After (if I'm remembering correctly), encouraging the student to record his conversation with Abbate, McAdams, emboldened by the remembrance of David Horowitz, posted snippets of it on his blog (without hearing Abbate's side of the story). McAdams criticized Abbate for her decisions about classroom management and accused her of being part of the vast left-wing conspiracy to silence all dissenting opinion or to make conservatives feel uncomfortable to voice their opinions.
This is rich, coming from a man whose Rate My Professor listing is littered with references to his conservative, right-wing political beliefs (and suspenders) [sic throughout]:
Okay teacher. His bigoted attitude caused some views to be imperiously ignored. Also, according to him, this class requires a thorough background in Economics, which is not a prerequisite for the course. Conform and go along with what he says, and you'll be fine.
I took Policy with McAdams. FABULOUS suspenders everday. HOWEVER- If you are not a member of the Ron Paul fan club, the college republicans, or you don't write for the Warrior, you will be pissed off at his straight-up economist's approach to public policy. NO social graces.So, why are we not using these testimonials from students to launch a campaign against McAdams' classroom management style? Perhaps we should send these students to record their conservations with McAdams and then "report" those conversations on our blogs expressing our worries about McAdams' inability to keep his political beliefs out of the classroom? No.
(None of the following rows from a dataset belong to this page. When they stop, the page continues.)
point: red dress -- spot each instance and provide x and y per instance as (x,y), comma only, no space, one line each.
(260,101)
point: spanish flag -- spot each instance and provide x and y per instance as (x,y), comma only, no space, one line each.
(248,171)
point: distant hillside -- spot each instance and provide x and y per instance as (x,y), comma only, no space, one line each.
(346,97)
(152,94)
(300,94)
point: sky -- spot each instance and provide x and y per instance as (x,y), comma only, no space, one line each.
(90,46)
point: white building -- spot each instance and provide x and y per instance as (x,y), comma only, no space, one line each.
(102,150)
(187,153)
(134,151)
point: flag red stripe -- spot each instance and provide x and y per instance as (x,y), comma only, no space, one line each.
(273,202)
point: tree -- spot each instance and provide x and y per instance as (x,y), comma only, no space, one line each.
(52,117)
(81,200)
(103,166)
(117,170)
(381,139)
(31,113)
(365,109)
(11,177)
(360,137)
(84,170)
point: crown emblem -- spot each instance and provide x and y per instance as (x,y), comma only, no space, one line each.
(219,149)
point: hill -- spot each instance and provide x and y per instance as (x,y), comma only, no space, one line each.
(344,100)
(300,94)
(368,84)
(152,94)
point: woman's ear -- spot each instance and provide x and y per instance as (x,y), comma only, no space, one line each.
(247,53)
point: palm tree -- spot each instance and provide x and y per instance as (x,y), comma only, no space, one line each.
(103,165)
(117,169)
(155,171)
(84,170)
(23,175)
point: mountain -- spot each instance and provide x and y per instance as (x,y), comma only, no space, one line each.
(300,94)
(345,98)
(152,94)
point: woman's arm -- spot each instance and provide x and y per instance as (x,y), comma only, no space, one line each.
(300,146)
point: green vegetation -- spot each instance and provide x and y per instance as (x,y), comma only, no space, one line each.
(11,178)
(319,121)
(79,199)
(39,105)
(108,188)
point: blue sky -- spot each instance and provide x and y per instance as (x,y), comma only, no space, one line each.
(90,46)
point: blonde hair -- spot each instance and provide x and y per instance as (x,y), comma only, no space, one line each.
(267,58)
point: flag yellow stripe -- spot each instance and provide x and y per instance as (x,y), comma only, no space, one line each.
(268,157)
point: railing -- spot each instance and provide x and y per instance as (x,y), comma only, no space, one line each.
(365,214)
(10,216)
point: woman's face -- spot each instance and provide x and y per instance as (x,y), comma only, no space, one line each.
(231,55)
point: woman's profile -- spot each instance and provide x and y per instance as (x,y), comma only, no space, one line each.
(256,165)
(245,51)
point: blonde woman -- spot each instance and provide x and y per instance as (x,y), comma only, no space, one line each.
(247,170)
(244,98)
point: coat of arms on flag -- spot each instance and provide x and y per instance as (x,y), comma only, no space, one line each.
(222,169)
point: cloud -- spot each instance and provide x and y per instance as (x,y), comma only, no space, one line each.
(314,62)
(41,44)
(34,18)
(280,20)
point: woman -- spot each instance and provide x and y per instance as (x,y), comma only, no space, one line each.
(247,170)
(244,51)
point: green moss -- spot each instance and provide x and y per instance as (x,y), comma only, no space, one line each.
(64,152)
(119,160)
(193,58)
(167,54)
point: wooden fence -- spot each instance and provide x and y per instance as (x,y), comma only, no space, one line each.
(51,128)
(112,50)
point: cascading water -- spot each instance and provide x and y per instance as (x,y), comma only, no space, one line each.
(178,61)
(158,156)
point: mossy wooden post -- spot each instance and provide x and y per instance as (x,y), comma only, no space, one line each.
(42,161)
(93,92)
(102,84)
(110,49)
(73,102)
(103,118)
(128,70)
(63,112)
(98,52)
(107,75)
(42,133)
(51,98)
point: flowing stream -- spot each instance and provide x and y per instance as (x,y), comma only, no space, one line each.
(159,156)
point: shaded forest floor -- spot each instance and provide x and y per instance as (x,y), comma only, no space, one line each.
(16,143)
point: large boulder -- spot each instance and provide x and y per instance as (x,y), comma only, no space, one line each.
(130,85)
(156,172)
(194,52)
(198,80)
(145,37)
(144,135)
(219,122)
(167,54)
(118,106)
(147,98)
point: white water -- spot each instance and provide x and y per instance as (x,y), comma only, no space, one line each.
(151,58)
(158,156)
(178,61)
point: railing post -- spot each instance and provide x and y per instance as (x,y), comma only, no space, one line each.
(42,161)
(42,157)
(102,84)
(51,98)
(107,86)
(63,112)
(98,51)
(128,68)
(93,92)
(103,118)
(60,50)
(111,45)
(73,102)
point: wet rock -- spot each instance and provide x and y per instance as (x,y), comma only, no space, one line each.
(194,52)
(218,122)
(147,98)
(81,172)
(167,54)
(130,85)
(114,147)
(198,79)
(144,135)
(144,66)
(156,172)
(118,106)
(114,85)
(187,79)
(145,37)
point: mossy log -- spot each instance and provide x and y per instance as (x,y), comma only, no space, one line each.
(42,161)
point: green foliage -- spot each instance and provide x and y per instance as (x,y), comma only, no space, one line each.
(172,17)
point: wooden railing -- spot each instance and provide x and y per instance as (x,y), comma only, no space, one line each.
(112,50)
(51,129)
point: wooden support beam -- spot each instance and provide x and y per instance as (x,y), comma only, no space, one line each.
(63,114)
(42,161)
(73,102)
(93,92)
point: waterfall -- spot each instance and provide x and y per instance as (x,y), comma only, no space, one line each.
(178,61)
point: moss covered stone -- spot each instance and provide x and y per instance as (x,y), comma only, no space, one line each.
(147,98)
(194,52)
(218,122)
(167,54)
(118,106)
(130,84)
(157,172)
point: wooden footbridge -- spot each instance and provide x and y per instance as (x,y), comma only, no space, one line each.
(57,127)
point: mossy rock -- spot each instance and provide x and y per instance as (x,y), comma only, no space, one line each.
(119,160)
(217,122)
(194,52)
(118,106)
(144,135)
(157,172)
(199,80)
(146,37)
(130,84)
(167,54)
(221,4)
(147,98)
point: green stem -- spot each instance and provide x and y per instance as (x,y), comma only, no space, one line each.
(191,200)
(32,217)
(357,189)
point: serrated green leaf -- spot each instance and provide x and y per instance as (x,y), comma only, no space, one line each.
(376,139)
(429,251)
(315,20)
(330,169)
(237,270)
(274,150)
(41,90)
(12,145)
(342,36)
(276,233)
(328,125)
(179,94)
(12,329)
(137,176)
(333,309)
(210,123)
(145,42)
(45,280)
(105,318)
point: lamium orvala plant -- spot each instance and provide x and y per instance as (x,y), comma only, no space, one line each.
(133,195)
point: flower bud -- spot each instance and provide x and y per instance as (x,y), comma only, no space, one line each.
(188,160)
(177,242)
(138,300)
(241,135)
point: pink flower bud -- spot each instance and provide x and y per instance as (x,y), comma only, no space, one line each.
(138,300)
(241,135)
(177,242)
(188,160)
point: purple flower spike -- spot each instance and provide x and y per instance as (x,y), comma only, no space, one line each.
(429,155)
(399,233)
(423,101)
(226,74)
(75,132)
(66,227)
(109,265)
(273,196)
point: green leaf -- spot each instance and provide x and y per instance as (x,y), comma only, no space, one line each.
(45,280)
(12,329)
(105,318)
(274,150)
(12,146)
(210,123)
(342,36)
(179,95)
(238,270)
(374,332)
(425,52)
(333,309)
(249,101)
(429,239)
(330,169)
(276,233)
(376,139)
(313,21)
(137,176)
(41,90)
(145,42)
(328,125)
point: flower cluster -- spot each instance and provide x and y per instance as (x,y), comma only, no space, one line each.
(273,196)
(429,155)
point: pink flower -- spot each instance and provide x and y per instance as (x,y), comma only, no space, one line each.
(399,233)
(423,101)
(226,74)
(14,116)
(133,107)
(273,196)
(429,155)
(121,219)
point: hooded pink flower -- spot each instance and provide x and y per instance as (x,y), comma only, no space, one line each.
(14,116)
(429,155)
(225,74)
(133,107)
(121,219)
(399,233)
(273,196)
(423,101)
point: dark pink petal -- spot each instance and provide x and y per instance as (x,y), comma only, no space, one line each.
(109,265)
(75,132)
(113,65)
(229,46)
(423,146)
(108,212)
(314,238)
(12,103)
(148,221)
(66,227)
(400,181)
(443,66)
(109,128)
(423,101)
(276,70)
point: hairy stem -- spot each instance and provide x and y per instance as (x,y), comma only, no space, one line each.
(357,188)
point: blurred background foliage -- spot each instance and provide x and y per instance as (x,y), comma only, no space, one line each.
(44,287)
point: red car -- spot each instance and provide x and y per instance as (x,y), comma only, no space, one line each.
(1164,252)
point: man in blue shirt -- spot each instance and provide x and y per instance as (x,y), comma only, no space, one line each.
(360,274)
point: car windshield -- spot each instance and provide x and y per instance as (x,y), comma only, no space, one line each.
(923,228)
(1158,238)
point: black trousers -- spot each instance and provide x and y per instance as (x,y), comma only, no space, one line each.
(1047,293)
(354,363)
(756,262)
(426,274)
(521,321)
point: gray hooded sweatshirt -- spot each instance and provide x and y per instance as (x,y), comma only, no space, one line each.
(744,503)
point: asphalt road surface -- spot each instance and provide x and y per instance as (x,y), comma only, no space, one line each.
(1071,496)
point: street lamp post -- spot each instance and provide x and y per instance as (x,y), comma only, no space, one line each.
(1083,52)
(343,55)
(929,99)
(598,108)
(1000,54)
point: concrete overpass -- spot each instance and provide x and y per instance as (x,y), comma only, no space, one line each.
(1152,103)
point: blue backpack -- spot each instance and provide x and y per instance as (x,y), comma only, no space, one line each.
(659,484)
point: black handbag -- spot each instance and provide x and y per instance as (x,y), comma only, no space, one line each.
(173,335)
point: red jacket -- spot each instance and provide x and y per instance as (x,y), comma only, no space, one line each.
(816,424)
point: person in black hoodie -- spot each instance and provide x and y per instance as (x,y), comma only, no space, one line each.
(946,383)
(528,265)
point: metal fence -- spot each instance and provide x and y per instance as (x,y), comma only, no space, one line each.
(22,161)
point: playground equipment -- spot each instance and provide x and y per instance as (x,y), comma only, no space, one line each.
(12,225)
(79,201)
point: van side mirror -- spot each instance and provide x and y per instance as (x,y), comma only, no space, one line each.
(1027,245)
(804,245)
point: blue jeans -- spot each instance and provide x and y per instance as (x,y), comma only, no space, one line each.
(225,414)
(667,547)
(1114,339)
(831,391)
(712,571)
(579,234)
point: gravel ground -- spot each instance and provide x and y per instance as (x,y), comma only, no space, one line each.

We understand that the classroom is a complicated place with dynamics that are unique to each class; hard decisions have to be made by teachers about how to manage classroom time on the basis of the unique dynamics of that class; and second-guessing teachers, especially graduate student teachers (and refraining from second-guessing students), doesn't create a space in which teachers are able to do their jobs well based on the unique dynamics of that class (also within the demands set on those teachers by the policies of their universities).
If anyone is undermining academic freedom and chilling speech, it's John McAdams.